India tops the list of fastest growing economies in the world for next ten years, a Harvard study says
New York:
India tops the list of the fastest growing economies in the world for the coming decade and is projected to grow at 7.9 per cent annually, ahead of China and the US, according to a Harvard University report.
The Centre for International Development at Harvard University said in new growth projections yesterday that countries that have diversified their economies into more complex sectors, like India and Vietnam, are those that will grow the fastest in the coming decade.
"India tops the list as the fastest growing country for the coming decade, at 7.9 per cent annually, in the economic complexity growth projections. India has made inroads in diversifying its export base to include more complex sectors, such as chemicals, vehicles, and certain electronics," the report said.
It said that India's productive capabilities far exceed expectations for its current income level, which contributes to the projection of rapid growth for the coming decade.
The researchers also find India ranks the best on the criteria termed the Complexity Opportunity Index (COI), which measures how easy it is to redeploy existing knowhow to enter new complex products.
"India's existing capabilities have not only diversified its exports, but also allow for easy redeployment into related products that depend on those capabilities, making further diversification relatively easy," it said.
China is projected to grow at 4.9 per cent annually till 2026, the US three per cent and France 3.5 per cent.
The top ranking in COI means India has many "unrealised opportunities" to diversify into related, high-value sectors to continue to drive productivity growth and job creation.
"Up to now, that potential remains unrealized, however, as India's complexity has not changed over the past decade. The rapid growth that is predicted is effectively capitalizing on previous gains in complexity," the report added.
It stressed that ensuring the long-run potential of India's economic growth will rely on realizing diversification into related products. The other major challenge will be to ensure the inclusive nature of this productive transformation, as the gains made in new chemical, vehicle and electronics exports are highly concentrated in specific localities of the subcontinent.
"Whether that knowhow can be disseminated into new areas of India will in part determine whether rapid growth can be sustained in the long-term," it said.
Director of CID, professor at Harvard Kennedy School (HKS) and the leading researcher of The Atlas of Economic Complexity, Ricardo Hausmann said that Southeast Asia continues to dominate the global growth landscape, driven by the diversification of economies into complex manufacturing, but the leading countries have shifted within the region, with the Philippines, Vietnam, Indonesia, and Thailand poised to lead growth in the coming decade.
Uganda comes second on the list of the fastest growing economies to 2026, predicted to grow at 7.5 per cent annually.
The growth projections are based on economic complexity, a single measure of each country's economy which captures the diversity and sophistication of the productive capabilities embedded in a country's exports.
The report further noted that after a decade of growth driven by record oil and commodity prices, the researchers find a landscape that has shifted in favor of more diversified economies.
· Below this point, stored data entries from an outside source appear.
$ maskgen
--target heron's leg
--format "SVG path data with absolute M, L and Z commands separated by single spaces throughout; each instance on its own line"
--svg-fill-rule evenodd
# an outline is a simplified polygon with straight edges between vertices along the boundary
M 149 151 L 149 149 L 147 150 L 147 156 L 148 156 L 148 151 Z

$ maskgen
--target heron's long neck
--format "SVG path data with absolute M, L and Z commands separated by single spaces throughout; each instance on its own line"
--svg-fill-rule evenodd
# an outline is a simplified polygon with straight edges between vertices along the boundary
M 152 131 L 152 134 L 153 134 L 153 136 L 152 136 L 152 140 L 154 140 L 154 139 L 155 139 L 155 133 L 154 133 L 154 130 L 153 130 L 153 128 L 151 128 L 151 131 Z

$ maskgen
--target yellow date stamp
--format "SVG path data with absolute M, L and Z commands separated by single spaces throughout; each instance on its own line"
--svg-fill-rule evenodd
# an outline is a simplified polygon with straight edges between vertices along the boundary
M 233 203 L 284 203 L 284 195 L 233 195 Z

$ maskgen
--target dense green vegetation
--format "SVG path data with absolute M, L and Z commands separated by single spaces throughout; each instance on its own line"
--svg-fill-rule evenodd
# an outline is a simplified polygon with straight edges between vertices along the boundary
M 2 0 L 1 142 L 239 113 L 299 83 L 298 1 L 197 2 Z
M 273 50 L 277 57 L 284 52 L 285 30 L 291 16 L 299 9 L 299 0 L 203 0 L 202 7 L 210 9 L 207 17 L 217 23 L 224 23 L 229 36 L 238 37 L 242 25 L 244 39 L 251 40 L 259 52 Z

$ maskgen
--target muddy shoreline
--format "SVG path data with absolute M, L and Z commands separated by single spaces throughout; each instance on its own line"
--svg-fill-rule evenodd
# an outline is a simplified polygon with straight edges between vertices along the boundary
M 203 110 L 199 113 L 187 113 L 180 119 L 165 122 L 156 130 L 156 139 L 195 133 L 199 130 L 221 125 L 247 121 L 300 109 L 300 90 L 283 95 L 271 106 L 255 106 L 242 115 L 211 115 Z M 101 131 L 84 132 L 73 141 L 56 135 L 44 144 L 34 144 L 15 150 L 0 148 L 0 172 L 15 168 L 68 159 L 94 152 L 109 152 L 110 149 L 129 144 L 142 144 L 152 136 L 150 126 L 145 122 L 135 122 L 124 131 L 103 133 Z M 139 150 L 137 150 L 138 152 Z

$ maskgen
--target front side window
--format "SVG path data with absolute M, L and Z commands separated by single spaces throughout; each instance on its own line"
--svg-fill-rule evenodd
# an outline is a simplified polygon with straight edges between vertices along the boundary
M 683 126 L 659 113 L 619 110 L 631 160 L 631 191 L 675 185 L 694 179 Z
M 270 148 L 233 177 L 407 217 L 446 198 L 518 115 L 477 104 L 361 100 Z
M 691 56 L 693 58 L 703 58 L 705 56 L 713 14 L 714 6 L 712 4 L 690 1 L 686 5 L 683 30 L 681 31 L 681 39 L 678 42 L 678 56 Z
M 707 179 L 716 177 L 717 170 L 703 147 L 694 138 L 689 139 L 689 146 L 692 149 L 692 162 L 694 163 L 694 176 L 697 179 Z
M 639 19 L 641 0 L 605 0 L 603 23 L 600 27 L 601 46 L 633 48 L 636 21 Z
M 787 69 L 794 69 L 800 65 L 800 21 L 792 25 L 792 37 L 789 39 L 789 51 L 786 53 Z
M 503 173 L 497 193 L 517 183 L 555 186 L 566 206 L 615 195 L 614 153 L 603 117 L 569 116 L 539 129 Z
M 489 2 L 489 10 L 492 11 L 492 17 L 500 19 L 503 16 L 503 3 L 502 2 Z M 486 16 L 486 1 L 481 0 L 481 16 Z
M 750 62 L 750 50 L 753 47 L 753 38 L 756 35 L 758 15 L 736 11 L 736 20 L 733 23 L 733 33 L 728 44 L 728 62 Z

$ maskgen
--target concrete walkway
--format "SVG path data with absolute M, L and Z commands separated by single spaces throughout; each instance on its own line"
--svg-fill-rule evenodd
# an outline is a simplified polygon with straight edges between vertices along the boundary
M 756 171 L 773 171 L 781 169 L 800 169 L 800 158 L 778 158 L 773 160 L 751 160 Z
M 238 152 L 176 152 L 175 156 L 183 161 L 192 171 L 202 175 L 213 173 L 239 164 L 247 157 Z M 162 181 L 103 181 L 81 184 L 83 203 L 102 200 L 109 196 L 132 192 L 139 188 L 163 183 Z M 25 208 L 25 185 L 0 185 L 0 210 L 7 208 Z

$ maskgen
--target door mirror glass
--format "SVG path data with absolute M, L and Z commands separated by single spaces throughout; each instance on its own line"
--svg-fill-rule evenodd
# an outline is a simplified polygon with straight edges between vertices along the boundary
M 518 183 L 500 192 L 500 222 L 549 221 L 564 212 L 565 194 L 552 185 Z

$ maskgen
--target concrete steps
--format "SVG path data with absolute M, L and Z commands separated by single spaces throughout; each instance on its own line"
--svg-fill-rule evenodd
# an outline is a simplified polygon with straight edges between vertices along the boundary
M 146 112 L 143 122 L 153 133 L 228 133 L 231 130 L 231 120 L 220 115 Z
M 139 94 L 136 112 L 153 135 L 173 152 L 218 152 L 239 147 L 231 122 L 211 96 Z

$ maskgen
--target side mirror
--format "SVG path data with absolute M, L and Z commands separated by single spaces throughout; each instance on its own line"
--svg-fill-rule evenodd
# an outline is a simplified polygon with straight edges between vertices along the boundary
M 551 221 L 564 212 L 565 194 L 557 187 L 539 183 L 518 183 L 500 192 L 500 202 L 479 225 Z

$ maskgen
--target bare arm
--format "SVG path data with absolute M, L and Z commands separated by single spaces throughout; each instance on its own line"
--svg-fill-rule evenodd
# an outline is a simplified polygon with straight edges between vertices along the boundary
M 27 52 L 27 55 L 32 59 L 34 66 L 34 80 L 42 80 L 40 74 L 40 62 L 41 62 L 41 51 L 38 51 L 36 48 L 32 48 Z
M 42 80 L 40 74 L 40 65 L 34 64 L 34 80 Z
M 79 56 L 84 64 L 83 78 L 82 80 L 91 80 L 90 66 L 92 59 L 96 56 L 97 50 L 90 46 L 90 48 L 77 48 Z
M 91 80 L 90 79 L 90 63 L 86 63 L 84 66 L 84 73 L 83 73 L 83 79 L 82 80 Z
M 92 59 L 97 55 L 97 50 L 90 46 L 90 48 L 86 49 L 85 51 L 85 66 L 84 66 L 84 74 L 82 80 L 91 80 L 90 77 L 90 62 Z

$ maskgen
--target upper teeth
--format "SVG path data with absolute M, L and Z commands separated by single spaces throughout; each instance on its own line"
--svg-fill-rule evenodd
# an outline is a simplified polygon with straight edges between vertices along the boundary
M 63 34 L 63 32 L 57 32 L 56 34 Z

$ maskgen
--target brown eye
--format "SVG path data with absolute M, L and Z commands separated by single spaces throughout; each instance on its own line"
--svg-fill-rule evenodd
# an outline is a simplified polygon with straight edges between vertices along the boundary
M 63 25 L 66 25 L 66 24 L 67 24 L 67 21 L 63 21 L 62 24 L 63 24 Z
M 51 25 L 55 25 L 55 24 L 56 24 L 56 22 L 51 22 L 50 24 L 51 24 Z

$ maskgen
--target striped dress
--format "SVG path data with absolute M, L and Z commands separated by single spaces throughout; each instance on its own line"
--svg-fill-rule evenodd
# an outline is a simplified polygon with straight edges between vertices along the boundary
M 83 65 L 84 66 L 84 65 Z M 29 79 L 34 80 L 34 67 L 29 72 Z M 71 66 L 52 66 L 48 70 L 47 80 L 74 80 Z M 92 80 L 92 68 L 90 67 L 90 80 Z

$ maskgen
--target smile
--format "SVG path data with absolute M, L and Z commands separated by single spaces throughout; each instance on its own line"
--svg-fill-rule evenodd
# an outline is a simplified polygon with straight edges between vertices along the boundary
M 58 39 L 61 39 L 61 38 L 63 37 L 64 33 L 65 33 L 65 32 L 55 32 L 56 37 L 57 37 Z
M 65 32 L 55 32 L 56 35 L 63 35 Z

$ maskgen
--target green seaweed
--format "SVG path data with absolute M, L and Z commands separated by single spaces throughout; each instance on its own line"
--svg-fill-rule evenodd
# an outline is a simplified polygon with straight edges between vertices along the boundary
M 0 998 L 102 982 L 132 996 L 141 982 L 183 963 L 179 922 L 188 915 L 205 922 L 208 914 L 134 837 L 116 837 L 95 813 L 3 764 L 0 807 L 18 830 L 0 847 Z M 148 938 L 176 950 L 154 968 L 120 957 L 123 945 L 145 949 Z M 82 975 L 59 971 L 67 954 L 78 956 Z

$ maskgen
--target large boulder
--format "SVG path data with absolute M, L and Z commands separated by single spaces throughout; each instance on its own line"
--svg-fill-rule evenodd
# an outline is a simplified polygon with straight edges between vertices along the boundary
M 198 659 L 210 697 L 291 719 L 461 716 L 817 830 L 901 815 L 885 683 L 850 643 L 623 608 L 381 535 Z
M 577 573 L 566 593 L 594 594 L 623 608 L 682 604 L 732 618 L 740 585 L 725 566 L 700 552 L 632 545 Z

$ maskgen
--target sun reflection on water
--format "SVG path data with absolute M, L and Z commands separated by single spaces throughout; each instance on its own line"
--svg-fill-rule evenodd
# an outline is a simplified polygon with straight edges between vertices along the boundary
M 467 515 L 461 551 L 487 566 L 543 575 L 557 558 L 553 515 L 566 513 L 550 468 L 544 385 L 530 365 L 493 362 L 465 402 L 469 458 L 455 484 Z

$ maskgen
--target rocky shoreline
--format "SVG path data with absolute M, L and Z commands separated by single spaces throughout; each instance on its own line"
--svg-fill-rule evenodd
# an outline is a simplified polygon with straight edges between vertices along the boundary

In sub-Saharan Africa, growth is shifting eastward from commodity-driven West Africa to East Africa, with Uganda, Tanzania (4th), and Kenya (10th) in the top 10 predicted fastest growing countries globally for the coming decade.
The researchers further point out that many low-income countries, including Bangladesh, Venezuela, and Angola have failed to diversify their knowhow and face low growth prospects.
"Others like India, Turkey, and the Philippines have successfully added productive capabilities to enter new sectors and will drive growth over the coming decade," said Sebastian Bustos, a lead CID researcher in trade and economic complexity methods.